1. I think she has a right to be upset, though it's something you do have to work on together. She shouldn't be AS upset. Maybe I'm weird, but I always feel a little jealous when my fiance starts texting his friends that are girls, though it's considerably less bothersome when it's girls he's had no sort of physical relationship with. And I agree with ltjseng, if you said 'you can't be friends with a girl without an emotional attachment' then she does have a right to be worried and insecure in this aspect of your relationship. However, she definately should not be giving you the silent treatment. To me, that's immature, and a very bad way to handle an arguement. What gets accomplished without talking?

2. Again, slightly your fault, and I'd get a bit jealous as well. If you're constantly texting in front of her, even with male friends, and don't offer 'Hey, look what Joe just said, isn't that hilarious?' then she's feeling left out. Also, I don't want to accuse you of anything, but are you maybe hiding the screen from her? Because I've had a LOT of very similar problems, FH wants more privacy than I think anyone can have in a relationship. He does that constantly, checks his message, and I happen to lean over, and he ever so subtly shields it from my view. You may not even realize you're doing it, but it's very possible that you are. 

3. You definately didn't deserve that. It's true, at least for me, that I get a bit miffed if he forgets to call, but at the same time, I give him a sarcasticly rude comment when he finally does, and all is forgotten...definately not a two day stretch of not speaking.
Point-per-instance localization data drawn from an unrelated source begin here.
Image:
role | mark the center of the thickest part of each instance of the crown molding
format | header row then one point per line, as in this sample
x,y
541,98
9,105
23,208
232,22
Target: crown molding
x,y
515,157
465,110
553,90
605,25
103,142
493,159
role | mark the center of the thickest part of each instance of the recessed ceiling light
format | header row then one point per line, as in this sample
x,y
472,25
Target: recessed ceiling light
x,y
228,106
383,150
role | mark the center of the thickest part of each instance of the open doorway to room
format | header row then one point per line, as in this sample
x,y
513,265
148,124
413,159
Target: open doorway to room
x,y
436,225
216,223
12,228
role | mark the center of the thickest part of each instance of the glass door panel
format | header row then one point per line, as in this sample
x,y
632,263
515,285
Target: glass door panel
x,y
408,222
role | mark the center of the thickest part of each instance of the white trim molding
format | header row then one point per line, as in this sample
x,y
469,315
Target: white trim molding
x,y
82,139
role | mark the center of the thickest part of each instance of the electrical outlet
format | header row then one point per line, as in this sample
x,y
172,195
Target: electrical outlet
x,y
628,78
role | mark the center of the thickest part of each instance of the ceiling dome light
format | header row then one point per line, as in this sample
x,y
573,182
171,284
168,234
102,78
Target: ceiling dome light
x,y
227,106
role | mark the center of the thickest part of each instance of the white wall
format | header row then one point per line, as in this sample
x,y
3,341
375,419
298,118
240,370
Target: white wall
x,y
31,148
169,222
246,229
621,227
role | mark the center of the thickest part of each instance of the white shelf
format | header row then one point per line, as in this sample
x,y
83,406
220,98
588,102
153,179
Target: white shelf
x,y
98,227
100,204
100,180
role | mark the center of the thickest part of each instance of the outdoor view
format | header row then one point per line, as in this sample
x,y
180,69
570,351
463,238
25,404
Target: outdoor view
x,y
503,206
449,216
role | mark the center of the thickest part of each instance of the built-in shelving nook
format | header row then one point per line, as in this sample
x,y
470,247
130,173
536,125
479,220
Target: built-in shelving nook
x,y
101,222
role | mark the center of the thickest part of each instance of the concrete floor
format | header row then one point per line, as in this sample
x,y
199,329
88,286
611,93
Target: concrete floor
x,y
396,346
4. I'm very confused by all that. I don't really even know where the fight emerged there, but from what I can tell, her reaction was unwarranted. 

It just seems that she's very immature when it comes to having an adult relationship. And that she's very insecure, and her insecurities are projected on you as anger for very little things.


----------



## psnuser12 (Oct 6, 2008)

Well, I know for a fact that I wasn't hiding the phone screen from her. And, it's not fair for her to be upset about something like that. I did say (2 years ago) that it's hard for guys to be friends with girls because there is potentially always some sort of attraction there, however there are many forms of attraction and neither of them are the same as what I feel for my girlfriend. 
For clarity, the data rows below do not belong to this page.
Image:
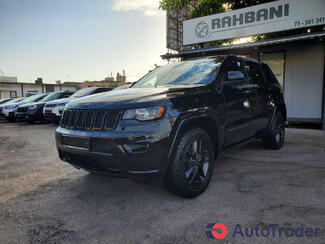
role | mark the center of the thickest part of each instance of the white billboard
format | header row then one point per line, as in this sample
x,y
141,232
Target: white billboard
x,y
260,19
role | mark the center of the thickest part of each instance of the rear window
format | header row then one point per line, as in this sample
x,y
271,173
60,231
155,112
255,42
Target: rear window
x,y
269,76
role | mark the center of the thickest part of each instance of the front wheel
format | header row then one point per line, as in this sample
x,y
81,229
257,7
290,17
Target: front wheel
x,y
274,138
192,164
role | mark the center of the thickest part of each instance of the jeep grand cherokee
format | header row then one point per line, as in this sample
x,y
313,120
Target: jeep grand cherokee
x,y
172,124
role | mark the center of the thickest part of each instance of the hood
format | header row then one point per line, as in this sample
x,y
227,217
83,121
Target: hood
x,y
31,104
135,97
13,104
62,100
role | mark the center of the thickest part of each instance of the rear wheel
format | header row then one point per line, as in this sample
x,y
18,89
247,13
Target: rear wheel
x,y
192,164
274,138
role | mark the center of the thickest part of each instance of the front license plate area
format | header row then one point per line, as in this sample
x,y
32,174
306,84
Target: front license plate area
x,y
77,142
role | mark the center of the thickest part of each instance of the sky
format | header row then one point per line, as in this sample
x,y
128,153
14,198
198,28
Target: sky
x,y
78,40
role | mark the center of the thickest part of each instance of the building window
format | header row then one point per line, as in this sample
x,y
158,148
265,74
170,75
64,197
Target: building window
x,y
13,94
276,61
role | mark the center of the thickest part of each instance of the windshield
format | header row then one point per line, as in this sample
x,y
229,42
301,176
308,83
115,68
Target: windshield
x,y
33,98
52,96
82,92
195,72
15,100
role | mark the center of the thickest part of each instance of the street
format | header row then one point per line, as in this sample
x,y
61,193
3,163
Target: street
x,y
45,200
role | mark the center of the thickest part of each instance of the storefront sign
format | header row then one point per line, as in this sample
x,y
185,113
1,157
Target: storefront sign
x,y
260,19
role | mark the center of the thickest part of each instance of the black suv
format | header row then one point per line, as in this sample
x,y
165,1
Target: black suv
x,y
172,124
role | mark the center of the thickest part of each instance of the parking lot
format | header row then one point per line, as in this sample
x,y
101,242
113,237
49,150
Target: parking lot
x,y
43,199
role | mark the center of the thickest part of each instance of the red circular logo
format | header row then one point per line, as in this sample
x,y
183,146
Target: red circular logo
x,y
219,231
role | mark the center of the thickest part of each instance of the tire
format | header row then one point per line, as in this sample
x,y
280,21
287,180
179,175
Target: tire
x,y
191,165
11,120
274,137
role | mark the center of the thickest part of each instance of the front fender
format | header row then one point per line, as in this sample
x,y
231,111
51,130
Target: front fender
x,y
196,117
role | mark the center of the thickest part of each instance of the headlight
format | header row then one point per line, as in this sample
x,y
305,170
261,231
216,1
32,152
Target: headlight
x,y
60,104
144,114
32,107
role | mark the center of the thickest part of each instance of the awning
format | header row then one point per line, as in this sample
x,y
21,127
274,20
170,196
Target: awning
x,y
269,42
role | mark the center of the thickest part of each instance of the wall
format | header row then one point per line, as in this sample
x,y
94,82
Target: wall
x,y
303,86
5,89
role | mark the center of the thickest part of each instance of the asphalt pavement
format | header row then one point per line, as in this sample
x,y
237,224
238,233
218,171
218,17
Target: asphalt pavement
x,y
44,200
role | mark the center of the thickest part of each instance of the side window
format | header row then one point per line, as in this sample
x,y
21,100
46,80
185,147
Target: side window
x,y
100,90
269,76
66,95
235,71
255,73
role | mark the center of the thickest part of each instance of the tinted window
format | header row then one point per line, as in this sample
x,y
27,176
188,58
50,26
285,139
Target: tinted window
x,y
269,76
83,92
103,89
66,94
234,65
255,73
193,72
34,98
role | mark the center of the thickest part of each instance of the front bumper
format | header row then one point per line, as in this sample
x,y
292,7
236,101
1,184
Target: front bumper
x,y
21,115
51,117
140,153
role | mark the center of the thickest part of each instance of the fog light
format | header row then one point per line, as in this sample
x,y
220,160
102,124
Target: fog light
x,y
136,148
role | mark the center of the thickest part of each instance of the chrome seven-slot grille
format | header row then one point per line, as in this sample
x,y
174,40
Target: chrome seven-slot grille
x,y
90,119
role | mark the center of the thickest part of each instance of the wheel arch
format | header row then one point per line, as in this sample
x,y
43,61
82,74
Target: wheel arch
x,y
203,121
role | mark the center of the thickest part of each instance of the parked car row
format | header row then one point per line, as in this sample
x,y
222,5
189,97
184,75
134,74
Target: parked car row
x,y
171,125
43,107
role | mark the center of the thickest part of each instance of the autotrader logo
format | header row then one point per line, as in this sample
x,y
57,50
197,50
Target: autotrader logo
x,y
216,231
202,29
220,231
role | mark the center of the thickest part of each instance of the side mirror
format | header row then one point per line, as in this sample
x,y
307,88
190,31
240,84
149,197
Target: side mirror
x,y
235,75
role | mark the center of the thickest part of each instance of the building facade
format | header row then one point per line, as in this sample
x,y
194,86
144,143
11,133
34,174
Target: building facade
x,y
297,60
13,89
I also have OCD, and I feel like I have trouble dealing with this sort of stuff but I also don't know how to "rate" situations like these. What I mean by that is I don't always know how to react to the things she does to me. Having OCD, I always think of the worst possible scenario and I get upset about it. I mean, I personally think that the things I wrote in my first post are small things. But the way that she handles them, is just wrong and idk what to do about it. I mean, I feel burned out right now from all the anxiety from yesterday and I can't even think straight. I am getting a lot of terrible ideas in my head like "this is the beginning of the end," and all this stuff. I'm just tired of having to apologize and apologize over small stuff like this and getting extremely anxious everytime she gets upset at me thinking it's going to be over. 

I told my mom about all this stuff and she said," My only concern is, if she reacts this way to small things, then how is she going to handle herself later if there's a much larger problem?"
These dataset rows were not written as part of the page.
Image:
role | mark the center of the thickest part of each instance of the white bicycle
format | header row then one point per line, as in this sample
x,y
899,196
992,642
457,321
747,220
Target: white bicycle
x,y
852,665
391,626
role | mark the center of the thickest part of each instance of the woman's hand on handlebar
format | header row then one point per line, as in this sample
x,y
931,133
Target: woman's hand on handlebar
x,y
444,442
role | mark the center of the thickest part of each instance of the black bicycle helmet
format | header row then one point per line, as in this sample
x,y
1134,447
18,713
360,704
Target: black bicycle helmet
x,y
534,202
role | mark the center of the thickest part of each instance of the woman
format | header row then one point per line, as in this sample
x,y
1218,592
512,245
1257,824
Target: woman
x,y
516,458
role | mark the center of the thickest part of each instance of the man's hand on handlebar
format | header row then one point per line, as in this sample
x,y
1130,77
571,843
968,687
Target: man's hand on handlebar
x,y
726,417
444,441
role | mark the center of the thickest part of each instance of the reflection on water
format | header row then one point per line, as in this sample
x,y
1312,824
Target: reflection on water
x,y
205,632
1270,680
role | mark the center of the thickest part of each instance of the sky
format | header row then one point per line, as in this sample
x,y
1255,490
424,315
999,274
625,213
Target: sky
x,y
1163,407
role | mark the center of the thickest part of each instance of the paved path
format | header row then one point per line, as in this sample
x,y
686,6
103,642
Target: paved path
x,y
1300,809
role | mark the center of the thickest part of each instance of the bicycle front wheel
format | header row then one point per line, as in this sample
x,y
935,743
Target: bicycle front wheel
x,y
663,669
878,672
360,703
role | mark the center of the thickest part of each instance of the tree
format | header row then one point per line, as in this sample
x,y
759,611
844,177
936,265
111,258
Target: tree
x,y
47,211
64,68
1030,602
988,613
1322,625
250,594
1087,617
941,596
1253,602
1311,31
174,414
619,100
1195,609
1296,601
I mean, I still love her but I just feel like I don't want anyone around me right now and I just want everything to be okay between us and I keep telling her that I make mistakes and it's no reason to get caught up in the small stuff when life's problems are so much more complicated.


----------



## Blanca (Jul 25, 2008)

zamardii12 said:


> I told my mom about all this stuff and she said," My only concern is, if she reacts this way to small things, then how is she going to handle herself later if there's a much larger problem?"


this is how much larger problems happen. they start little, with neither person handling it well, and escalate. you arent handling this any better then she is. you both have a lot to work on. 



zamardii12 said:


> I just want everything to be okay between us


and how is this attitude working out for you?



zamardii12 said:


> I keep telling her that I make mistakes and it's no reason to get caught up in the small stuff when life's problems are so much more complicated.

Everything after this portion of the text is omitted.